The second issue is that, while everyone should have the chance to appeal a decision, not everyone can afford to. Deputy PFA Naleen Jeram hopes the issue of legal costs when appealing pension fund decisions will be finalised as part of the pension reform process.

The problem in the Old Mutual client’s case and, according to the Life Office Association, several other such cases is that the RA industry is in legislative limbo.

The issue last year came down to the fact that, according to the life industry, it is governed by the Long-Term Insurance Act, which allows it to re-coup costs for early termination.

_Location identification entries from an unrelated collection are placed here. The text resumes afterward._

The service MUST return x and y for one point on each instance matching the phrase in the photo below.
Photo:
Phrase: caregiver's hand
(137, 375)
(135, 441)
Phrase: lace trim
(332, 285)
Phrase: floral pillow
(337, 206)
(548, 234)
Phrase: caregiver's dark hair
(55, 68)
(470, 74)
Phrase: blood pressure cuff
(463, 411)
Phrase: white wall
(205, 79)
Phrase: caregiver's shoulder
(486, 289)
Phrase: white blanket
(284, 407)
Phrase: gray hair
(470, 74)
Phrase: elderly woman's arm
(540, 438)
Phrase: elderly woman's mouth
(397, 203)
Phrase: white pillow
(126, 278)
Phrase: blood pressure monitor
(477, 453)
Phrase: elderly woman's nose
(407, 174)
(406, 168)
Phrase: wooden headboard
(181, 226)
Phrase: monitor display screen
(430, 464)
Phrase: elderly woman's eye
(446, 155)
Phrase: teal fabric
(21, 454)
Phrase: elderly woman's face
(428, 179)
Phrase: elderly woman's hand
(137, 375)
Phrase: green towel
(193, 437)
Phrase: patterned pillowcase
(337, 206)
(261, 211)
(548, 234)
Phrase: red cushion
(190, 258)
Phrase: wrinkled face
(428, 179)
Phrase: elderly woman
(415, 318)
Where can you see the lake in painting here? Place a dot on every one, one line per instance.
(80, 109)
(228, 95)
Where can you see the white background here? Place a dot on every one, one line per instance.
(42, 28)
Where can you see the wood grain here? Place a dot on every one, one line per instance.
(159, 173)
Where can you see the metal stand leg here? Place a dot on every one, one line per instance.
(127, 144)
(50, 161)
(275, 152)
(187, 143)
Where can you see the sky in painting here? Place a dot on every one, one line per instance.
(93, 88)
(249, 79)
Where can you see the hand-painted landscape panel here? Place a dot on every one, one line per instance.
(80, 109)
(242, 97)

The PFA says the life industry’s RA policy documents do not fully disclose these fees and, therefore, they cannot be deducted. Initially the life industry went to the high court to appeal the PFA’s decisions, but in light of public opinion it decided to settle the matter and requested that legislative clarity be reached as soon as possible.

At this stage, the statement of intent, on which legislation will be based, is not law. So the PFA is not bound by the agreement. Subsequently, the PFA has encouraged complainants to raise the issue with their life companies according to the statement. Many have settled, but some complainants were not happy with the agreement and asked the PFA to make a ruling.

While the National Treasury is committed to having legislation in place by October 1, at this stage it will not be drawn into when the legis­lation will be passed. Until then, the industry and its customers hang in the wind.